Ayc0

Posted on Jul 25, 2023 • Edited on Jan 6, 2025 • Originally published at ayc0.github.io

Intl.Segmenter(): Don't use string.split() nor string.length

#javascript #intl #encoding #unicode

TL;DR
Explanation
Intl.Segmenter
1. Browser compatibility

The other day I was playing with JS and I saw this:

'é'.length;
// 1
'é'.length;
// 2, not the same output as the line before
'é'.split('').join('|');
// 'e|́'

(Yes, all of those are valid, you can copy paste them 😅)

TL;DR

As an image is worth 1000 words:

You can use Intl.Segmenter

const seg = new Intl.Segmenter('en', { granularity: "grapheme" });

[...seg.segment('🙌🏾')].length
// 1
[...seg.segment('é')].length
// 1

Explanation

This article will talk about character vs code unit vs code point vs grapheme vs glyph.

Definitions

Character: generic term that can mean any of the other 4 terms.
Code Unit: A code unit is the smallest unit of data in UTF-16 encoding. In UTF-16, each code unit is 16 bits (2 bytes) in size. It can represent a part of a character or a complete character, depending on the character's Unicode value.
Code Point: A code point is a numerical value assigned to a specific character in the Unicode standard. It's a unique identifier for each character and is typically represented in hexadecimal. For example, the code point for the letter "A" is U+0041. In UTF-16, every code point is composed by either 1 or 2 code unit.
Grapheme: A grapheme is the smallest unit of a writing system that carries meaning and represents a single "user-perceived" character. In UTF-16, every grapheme is composed by at least 1 code point. Not all code points are part of graphemes, like the zero-width non-joiner.
Glyph: A glyph is a visual representation or image of a character. It is the actual shape or form of a character as it appears on a screen or in print. A single character can have multiple glyphs associated with it, representing different typographic variations or font styles.

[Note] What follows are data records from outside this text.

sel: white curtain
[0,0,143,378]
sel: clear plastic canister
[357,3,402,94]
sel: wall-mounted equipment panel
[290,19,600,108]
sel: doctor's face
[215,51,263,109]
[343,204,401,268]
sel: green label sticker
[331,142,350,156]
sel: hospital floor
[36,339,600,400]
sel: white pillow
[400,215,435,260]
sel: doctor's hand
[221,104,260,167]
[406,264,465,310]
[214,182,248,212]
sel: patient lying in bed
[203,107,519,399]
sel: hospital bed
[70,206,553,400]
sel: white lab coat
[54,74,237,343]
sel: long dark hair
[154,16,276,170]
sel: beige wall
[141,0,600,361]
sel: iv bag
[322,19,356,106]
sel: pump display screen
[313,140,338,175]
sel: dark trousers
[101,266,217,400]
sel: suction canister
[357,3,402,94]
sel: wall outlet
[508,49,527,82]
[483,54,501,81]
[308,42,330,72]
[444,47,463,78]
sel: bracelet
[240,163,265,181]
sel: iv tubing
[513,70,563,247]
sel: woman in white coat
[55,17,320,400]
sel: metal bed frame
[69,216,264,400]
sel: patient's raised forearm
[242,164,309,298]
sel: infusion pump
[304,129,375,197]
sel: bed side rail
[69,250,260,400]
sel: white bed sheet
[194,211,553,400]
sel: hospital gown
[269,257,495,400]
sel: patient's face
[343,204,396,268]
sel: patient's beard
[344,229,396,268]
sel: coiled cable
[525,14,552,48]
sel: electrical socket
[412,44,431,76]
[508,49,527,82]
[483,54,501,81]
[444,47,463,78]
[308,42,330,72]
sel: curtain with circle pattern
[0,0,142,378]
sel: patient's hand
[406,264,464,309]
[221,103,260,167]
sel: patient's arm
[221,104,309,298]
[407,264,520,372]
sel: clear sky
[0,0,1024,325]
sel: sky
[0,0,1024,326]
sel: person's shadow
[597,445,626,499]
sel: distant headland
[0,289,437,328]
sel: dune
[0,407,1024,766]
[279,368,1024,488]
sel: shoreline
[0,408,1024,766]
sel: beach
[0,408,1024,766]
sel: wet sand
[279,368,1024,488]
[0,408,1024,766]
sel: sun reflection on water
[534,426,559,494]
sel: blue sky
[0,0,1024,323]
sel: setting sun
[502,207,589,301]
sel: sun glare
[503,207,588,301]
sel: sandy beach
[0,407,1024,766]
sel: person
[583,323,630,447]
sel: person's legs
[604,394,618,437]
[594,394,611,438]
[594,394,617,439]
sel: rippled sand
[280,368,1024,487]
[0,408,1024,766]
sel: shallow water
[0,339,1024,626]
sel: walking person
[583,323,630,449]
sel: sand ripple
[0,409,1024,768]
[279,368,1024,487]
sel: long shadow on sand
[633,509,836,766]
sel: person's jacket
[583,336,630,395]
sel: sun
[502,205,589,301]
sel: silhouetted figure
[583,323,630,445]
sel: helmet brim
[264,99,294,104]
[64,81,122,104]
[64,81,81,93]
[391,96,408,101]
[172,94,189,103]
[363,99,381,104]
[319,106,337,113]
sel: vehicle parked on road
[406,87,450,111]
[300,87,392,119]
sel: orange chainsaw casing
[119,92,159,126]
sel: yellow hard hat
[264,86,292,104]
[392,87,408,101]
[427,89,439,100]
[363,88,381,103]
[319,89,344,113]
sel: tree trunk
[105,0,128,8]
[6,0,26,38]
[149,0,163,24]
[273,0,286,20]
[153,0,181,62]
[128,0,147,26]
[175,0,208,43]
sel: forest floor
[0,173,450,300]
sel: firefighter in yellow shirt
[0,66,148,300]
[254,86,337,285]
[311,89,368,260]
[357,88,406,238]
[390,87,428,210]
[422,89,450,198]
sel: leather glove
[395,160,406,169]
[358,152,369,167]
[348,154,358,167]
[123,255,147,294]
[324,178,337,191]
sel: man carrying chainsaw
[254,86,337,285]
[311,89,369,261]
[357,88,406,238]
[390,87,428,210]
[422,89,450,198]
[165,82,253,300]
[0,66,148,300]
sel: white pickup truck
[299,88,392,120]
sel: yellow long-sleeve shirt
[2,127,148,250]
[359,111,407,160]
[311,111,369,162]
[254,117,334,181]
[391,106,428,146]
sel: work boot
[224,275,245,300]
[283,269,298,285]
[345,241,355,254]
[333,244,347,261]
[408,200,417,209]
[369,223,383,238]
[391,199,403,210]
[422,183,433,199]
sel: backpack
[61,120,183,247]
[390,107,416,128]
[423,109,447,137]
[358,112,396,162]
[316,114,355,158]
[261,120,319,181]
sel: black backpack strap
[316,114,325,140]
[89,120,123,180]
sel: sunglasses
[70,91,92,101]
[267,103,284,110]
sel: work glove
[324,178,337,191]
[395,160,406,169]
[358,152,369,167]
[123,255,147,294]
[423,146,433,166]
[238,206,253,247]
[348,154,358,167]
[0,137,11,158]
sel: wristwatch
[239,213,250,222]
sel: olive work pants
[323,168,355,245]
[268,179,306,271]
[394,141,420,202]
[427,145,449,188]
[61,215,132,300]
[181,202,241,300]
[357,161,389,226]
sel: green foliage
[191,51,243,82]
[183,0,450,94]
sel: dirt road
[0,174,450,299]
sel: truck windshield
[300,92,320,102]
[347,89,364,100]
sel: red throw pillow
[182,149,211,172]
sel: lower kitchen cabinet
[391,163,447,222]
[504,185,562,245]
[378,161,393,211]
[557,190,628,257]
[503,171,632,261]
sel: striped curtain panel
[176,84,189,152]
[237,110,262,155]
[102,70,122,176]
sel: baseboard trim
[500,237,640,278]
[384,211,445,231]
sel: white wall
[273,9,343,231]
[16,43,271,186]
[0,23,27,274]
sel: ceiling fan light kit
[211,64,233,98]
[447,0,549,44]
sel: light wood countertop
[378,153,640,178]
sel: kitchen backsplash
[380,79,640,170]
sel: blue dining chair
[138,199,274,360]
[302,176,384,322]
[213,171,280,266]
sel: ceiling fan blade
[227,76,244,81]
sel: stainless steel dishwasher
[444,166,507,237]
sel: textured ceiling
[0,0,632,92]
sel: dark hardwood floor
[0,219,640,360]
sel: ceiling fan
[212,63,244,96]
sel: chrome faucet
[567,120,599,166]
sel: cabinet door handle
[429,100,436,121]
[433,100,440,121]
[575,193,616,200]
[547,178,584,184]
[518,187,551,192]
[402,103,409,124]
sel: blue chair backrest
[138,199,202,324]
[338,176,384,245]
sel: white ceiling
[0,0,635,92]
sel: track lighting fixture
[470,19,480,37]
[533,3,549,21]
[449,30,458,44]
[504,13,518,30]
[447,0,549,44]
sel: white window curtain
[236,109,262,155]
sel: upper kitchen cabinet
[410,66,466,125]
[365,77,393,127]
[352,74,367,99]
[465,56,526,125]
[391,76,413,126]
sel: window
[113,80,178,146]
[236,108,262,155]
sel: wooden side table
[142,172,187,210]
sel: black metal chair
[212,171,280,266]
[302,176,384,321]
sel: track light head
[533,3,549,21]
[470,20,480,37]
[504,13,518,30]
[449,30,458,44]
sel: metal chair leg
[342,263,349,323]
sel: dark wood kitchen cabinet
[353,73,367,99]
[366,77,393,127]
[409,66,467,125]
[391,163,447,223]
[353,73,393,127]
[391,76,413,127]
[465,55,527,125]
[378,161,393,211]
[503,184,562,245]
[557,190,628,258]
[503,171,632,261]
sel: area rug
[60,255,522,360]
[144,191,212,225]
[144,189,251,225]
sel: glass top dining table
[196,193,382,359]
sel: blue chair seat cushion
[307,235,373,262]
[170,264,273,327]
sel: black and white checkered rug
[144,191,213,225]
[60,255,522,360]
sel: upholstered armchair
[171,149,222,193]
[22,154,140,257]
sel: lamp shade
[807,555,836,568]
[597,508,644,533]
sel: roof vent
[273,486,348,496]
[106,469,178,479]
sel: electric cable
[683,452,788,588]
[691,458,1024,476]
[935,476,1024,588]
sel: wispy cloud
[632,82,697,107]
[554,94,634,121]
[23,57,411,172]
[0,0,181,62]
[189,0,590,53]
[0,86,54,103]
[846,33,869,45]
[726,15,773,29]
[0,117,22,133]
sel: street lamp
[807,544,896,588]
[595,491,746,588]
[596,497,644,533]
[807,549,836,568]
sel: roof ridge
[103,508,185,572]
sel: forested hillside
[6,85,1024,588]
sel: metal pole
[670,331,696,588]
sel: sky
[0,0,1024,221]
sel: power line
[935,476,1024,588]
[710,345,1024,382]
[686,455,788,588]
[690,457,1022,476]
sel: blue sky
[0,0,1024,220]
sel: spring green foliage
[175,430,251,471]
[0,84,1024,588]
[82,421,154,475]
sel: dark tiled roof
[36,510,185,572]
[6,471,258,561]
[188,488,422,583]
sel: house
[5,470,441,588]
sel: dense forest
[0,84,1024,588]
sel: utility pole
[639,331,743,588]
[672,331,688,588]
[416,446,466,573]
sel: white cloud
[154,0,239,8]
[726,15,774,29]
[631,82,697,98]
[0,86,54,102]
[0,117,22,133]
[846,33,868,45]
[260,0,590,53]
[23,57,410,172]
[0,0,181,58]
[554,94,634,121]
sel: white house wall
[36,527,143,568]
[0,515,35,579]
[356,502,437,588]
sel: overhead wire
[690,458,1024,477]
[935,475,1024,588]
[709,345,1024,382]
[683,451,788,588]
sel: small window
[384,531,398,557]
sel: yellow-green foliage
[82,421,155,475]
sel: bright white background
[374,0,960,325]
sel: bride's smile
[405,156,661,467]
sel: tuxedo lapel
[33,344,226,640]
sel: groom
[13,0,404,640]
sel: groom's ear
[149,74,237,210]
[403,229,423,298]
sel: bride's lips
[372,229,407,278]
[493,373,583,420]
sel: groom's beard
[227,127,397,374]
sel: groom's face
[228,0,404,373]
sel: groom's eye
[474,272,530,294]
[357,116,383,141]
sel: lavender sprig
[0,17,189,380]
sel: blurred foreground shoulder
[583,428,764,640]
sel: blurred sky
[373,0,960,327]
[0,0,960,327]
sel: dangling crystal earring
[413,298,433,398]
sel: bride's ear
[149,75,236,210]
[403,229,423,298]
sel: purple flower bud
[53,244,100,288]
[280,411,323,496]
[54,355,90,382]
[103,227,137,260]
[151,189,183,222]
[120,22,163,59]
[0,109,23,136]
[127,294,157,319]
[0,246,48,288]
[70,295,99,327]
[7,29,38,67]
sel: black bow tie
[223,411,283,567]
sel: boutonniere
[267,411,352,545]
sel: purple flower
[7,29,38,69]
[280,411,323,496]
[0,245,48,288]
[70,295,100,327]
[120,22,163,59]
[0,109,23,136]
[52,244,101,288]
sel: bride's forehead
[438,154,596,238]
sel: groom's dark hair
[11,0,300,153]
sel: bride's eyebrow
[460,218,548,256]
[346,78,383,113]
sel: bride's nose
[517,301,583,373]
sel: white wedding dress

You can check https://stackoverflow.com/questions/27331819/whats-the-difference-between-a-character-a-code-point-a-glyph-and-a-grapheme for more details.

UTF-16

JavaScript uses UTF-16 (and not UTF-8 as opposed as many other languages. To note: UTF-8 would also have all of those issues).

In UTF-16, characters are encoded in 16-bit chunks (code unit). For instance $ is encoded in hexadecimal into 0024 (thus its notation U+0024 or '\u0024'); and € is encoded as 20AC.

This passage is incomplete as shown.